HOME
私たちのとりくみと考え
旬ワード
国際女性デー
09年3月13日
国際女性デー(International Women's Day)は、国際的な婦人解放の記念日です。今から150年前、1857年3月8日、ニューヨークの被服工場で働く女性たちが低賃金・長時間労働に抗議を行なったことが起源と言われています。
その後1908年3月8日には、女性労働者たちが賃金改善と労働時間短縮、そして婦人参政権を求めて「パンとバラ」を掲げデモを行ないました。以来、この日は“女性の政治的自由と平等のために行動する記念日”と位置づけられ、賃金・労働条件の向上を表す「パン」と、女性の尊厳・人権の確保を表す「バラ」をシンボルに、世界各国でさまざまな行動が展開されています。
私たち日教組は、連合主催の国際女性デーのイベント「3.8国際女性デー全国統一行動 」に参加しています。
国際女性デーの行動は、世界各地で行われており、日本でも労働組合のナショナルセンター「連合」傘下の「地方連合会」でもとりくまれています。
2008年 3.8国際女性デー全国統一行動レポート
2008年のイベントでは、国際労働組合総連合(ITUC)が、「男女間の賃金格差解消」を国際女性デー100周年の最重要課題と位置づけ、「女性のためのディーセントワーク(働きがいのある人間らしい仕事)・ディーセントライフ」を推進するキャンペーンを開始しています。この日の集会にも、ITUC-AP(アジア太平洋地域組織)女性局長からは、「職場、家庭生活には不平等なジェンダー関係が存在しており、みなさんのアクションに期待している」とメッセージが届きました。またITUC平等局長からは、「連合の国際女性デーのテーマである『すべての働く女性へ 均等・均衡待遇とワーク・ライフ・バランスの実現』は、すべての働く女性、男性、そしてその家族の『ジェンダー平等』と『社会正義』を実現するための世界的なとりくみを強めるもの。世界金融経済危機が、国連ミレニアム開発目標の一つである『ジェンダー平等推進と女性の地位向上』達成への歩みを遅らせてはならない」と力強いメッセージが届いていました。

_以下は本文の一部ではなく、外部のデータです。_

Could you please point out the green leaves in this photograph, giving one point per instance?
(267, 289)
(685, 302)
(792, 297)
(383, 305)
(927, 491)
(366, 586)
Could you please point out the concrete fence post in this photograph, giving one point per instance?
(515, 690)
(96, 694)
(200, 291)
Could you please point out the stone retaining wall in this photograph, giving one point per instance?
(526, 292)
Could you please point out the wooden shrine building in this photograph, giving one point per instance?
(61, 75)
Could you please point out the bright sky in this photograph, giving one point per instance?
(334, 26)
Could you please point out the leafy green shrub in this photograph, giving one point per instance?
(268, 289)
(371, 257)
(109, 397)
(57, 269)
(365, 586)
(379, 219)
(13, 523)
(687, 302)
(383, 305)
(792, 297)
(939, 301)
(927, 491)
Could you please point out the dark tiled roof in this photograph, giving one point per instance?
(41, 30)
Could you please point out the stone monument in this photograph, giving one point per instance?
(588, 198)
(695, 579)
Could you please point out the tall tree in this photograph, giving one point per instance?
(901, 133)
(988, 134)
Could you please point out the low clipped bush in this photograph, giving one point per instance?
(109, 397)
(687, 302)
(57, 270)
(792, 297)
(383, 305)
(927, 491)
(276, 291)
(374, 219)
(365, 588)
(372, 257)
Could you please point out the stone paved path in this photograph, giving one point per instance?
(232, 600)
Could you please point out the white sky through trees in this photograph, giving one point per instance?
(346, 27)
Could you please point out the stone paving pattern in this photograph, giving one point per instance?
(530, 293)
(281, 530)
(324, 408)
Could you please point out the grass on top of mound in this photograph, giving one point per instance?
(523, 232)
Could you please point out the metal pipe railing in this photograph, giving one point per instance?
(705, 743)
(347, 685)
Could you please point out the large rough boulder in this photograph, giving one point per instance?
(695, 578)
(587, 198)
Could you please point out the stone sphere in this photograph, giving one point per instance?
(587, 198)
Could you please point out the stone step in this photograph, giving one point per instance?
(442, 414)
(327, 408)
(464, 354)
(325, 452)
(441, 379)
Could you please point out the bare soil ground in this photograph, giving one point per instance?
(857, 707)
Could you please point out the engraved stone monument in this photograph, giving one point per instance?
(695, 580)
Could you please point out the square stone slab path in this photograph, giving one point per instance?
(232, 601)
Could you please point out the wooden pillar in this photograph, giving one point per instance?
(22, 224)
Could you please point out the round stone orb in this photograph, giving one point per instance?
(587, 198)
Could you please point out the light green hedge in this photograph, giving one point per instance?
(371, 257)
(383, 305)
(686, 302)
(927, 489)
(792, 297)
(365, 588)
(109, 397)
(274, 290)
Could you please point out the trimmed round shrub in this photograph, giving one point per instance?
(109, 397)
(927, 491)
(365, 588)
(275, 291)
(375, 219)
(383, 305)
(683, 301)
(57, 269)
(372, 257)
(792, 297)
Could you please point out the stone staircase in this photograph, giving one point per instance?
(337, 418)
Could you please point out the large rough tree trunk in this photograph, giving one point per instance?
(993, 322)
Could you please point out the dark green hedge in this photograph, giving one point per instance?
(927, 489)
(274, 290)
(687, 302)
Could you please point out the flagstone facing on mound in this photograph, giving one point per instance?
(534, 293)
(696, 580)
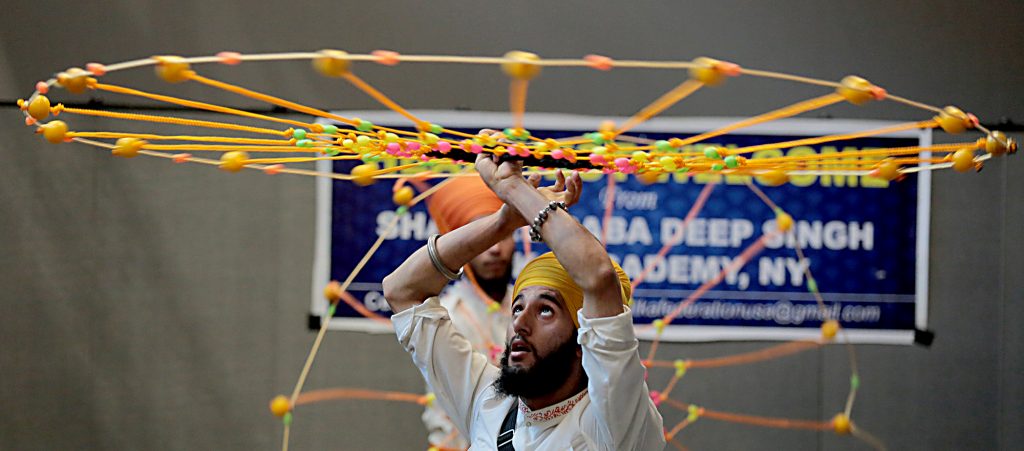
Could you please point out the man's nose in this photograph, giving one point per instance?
(521, 324)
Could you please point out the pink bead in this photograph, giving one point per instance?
(96, 69)
(655, 397)
(229, 57)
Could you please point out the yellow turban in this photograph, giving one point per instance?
(546, 271)
(460, 201)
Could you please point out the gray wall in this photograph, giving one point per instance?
(148, 305)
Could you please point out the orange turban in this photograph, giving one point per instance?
(460, 201)
(546, 271)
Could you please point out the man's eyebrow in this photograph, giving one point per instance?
(548, 296)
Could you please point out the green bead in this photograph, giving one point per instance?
(812, 285)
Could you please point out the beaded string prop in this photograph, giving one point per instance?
(280, 146)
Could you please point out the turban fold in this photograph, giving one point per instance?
(461, 200)
(546, 271)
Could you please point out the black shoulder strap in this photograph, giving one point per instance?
(508, 428)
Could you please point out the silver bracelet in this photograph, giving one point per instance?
(432, 251)
(535, 228)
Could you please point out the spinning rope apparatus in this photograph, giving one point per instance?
(608, 150)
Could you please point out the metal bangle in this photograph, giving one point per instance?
(432, 251)
(542, 216)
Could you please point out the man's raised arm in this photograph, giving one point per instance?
(417, 279)
(577, 249)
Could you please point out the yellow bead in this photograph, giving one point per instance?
(233, 161)
(172, 69)
(707, 71)
(523, 67)
(333, 64)
(128, 147)
(54, 131)
(774, 177)
(39, 108)
(855, 89)
(280, 405)
(75, 80)
(997, 144)
(783, 220)
(403, 196)
(364, 174)
(828, 329)
(841, 423)
(889, 169)
(952, 120)
(964, 160)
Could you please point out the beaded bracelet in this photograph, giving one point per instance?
(535, 229)
(432, 251)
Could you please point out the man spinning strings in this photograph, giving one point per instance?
(570, 375)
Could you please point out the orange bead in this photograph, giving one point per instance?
(522, 67)
(841, 423)
(39, 108)
(280, 405)
(333, 64)
(964, 160)
(332, 292)
(54, 131)
(233, 161)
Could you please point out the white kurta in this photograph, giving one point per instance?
(614, 413)
(483, 330)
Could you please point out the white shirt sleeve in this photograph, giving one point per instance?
(626, 418)
(446, 360)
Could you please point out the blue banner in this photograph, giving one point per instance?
(858, 236)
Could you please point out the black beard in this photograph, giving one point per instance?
(547, 374)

山口連合副事務局長は、「春闘基本方針に『男女間の賃金格差を是正する』、『仕事と育児・介護の両立支援制度の充実・強化に向けた労使協議を促進する』、『改正均等法の定着や改正パート法に基づくパート労働者等の待遇改善にとりくむ』の3つを女性が参画して深く関わり、交渉でかちとろう」と訴えました。

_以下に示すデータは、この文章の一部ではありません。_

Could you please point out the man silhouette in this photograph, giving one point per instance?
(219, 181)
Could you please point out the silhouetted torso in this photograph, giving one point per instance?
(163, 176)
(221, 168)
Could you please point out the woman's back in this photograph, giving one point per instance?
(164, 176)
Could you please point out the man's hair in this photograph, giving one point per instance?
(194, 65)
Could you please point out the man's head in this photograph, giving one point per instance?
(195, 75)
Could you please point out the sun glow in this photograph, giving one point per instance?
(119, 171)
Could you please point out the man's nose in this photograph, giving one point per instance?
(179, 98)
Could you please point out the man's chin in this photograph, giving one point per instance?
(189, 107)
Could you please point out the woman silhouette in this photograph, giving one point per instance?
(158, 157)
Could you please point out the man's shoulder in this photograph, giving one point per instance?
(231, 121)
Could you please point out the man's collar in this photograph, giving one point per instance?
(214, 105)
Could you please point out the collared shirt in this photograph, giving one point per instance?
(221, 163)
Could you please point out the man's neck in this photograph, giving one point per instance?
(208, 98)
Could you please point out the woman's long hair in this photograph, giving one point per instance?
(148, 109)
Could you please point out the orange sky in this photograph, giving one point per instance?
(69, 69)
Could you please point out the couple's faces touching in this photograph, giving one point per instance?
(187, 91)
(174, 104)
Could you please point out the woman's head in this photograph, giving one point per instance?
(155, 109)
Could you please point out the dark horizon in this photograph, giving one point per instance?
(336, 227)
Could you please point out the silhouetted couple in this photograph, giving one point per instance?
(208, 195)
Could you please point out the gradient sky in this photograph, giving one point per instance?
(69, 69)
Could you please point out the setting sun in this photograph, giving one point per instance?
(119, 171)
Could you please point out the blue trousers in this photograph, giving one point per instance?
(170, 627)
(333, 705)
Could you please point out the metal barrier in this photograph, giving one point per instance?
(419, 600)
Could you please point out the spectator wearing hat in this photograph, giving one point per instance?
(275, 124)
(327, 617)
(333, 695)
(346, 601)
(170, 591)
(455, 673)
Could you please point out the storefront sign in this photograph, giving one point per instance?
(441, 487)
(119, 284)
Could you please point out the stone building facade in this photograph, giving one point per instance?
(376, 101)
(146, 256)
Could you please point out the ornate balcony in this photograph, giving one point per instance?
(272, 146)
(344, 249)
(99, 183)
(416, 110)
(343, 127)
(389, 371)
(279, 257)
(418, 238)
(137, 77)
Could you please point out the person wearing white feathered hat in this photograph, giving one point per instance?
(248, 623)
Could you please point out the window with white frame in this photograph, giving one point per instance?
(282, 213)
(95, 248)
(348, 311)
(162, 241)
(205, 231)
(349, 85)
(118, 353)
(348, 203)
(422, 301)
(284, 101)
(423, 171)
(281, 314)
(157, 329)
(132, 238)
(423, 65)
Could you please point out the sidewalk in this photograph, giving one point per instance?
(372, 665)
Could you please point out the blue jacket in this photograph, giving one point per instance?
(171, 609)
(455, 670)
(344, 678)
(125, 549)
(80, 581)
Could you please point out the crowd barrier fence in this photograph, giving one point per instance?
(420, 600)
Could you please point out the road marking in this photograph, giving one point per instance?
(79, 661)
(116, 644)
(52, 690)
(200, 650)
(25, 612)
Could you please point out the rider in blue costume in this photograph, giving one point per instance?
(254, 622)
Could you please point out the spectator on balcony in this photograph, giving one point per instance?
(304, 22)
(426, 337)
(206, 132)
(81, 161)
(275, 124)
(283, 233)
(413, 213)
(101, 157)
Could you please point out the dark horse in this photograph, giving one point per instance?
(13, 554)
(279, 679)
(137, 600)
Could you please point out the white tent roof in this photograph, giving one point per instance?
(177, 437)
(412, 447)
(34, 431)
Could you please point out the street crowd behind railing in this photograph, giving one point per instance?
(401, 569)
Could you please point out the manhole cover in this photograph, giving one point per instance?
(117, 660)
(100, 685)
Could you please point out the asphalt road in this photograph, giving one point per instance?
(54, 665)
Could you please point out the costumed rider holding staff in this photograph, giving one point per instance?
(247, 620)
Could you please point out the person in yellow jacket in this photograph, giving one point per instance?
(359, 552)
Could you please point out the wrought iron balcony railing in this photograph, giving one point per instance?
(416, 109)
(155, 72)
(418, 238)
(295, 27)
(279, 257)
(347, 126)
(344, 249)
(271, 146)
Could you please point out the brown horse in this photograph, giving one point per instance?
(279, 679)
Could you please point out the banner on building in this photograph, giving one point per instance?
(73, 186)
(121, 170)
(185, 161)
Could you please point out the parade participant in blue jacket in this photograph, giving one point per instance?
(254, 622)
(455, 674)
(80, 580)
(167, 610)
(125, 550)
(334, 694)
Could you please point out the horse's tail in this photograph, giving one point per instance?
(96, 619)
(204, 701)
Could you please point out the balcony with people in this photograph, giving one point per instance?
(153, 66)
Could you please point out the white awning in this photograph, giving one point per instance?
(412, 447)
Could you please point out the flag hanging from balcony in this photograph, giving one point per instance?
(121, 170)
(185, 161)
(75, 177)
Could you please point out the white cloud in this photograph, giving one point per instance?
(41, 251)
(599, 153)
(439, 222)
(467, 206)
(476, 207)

職場からの報告でNHK労連は、育児休暇の専業主婦除外規定や、産前産後休暇の有給化を全ての関連労組に広げたいという報告がありました。サービス・流通連合のカード会社の労組からは、カウンター業務の契約社員について、均等・均衡待遇の観点から労使一体で見直し、時間給から月例給にし、60歳定年に引き上げた結果、雇用が継続しモチベーションが上がった、さらに正社員化をめざす、と報告がありました。自由業やフリーランスの組合であるインディユニオンは、真っ先に雇用を切られる弱い立場でセーフティネットからもこぼれ落ちているが、毎週会合を開きつながり合い、相互扶助をめざしている。みなさんのディーセントワークにつながっていけばうれしい、と提起しました。
集会の最後に「労働組合への期待にこたえ、私たち一人ひとりが役割を果たそう。厳しい時こそ、連帯で力を結集し、ディーセント・ワークが保障されたワーク・ライフ・バランス社会の実現をめざそう」との集会アピールを採択しました。
日教組も、臨時採用教職員等の待遇改善、実効あるセクシュアル・ハラスメント防止措置や「父親も子育てや介護等の家庭生活に係わることができる働き方の実現」などに向け、とりくみをすすめていきます。
なお、これに先立ち有楽町マリオン前で、国際女性デーのビラとバラの花を配りました。激しくなる雨の中でしたが、街宣車の前に立ち止まって話を聞いてくださる方や、「何のとりくみですか?」と尋ねる方などもあり、多くの女性が受け取ってくださいました。